For a brief moment in late 2025, Insta360 was the darling of China’s STAR Market. Valued at over 150 billion yuan and hailed as the 'next DJI,' the company dominated more than half of the global panoramic camera market. Yet, in just eight months, the narrative has curdled. Since its peak in September 2025, the company’s stock has plummeted by over 50%, wiping out roughly 80 billion yuan (US$11 billion) in market value as investors grapple with a sobering reality: growth does not always equal profit.
The company’s latest financial disclosures reveal a startling paradox of 'thriving' sales and 'dying' margins. In 2025, revenue surged by nearly 75% to 9.74 billion yuan, yet net profit actually contracted. The situation worsened in the first quarter of 2026, where an 83% revenue spike was met with a devastating 52% drop in net profit. Most alarming is the collapse of the company’s net margin, which withered from a healthy 22.8% in 2023 to a razor-thin 1.3% in early 2026.
This financial erosion is the direct result of a 'suffocating squeeze' by DJI. The drone giant, long a dormant observer of the niche 360-camera space, launched its Osmo 360 in July 2025 at a price point that undercut Insta360’s flagship models.

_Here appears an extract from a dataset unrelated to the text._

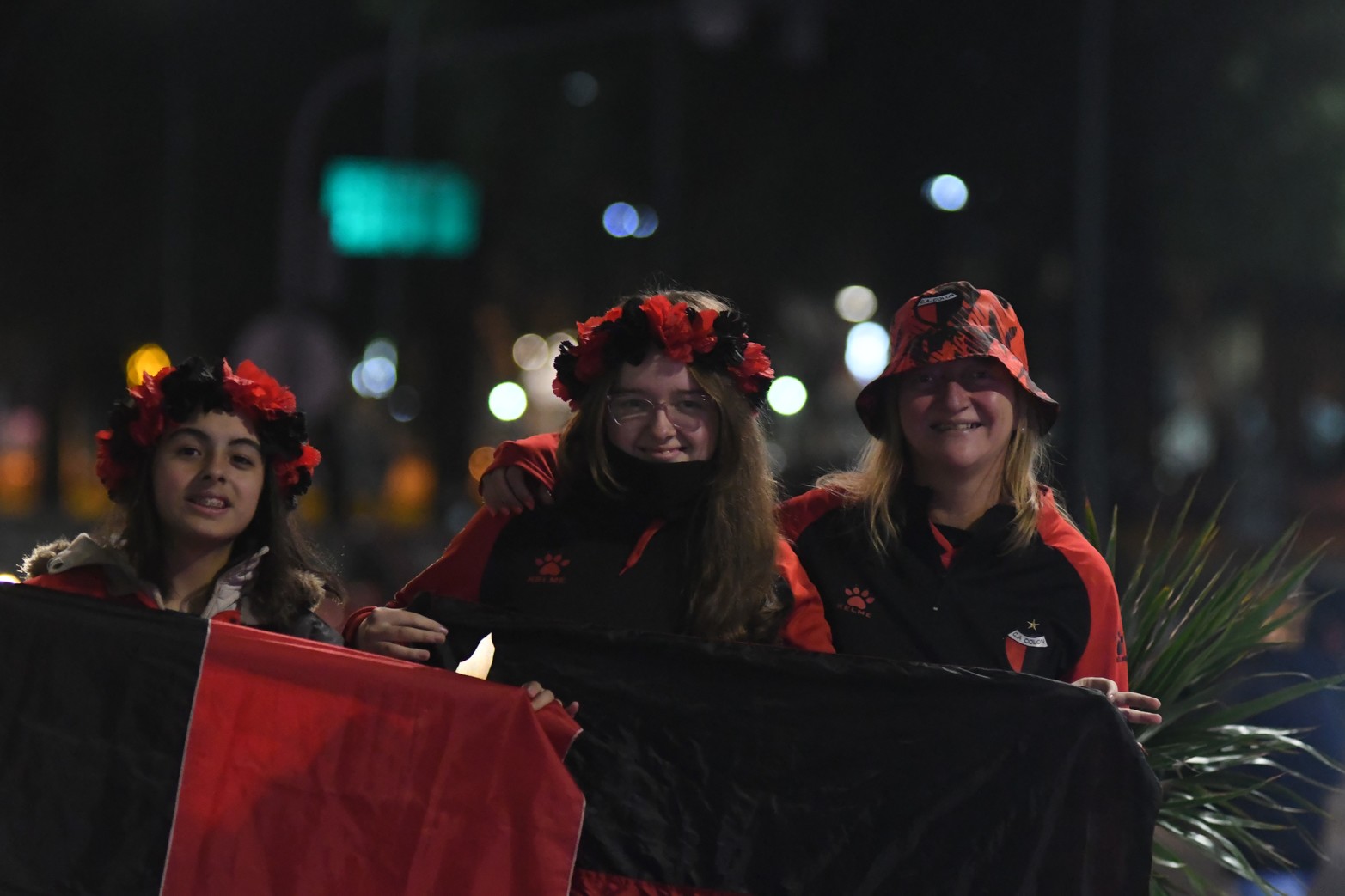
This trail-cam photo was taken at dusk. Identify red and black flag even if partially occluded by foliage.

Within three months, DJI seized nearly half of the domestic market. Unlike Insta360, which relies on a vertical product line, DJI operates a platform ecosystem, allowing it to subsidize aggressive price wars in specific categories with profits from its dominant drone business.
Insta360 is attempting to spend its way out of this corner, but the costs are staggering. R&D spending in 2025 doubled, nearly matching the total investment of the previous three years combined. The company is pivoting toward custom silicon and even entering the drone market to challenge DJI on its home turf. However, this 'all-in' gamble on new hardware categories like the Luna gimbal camera and the shadow of the 'GoPro trap'—where a hardware pioneer is eventually outpaced by ecosystem-driven rivals—hangs heavy over its valuation.
Further complicating the recovery is Insta360’s heavy reliance on international markets, which account for roughly 70% of its revenue. This global footprint, once its greatest strength, now exposes the firm to intensifying geopolitical headwinds, rising tariff costs, and the persistent threat of patent litigation from legacy players. For Insta360, the transition from a niche 'export winner' to a resilient global tech titan is proving to be a much more expensive and perilous journey than the markets originally anticipated.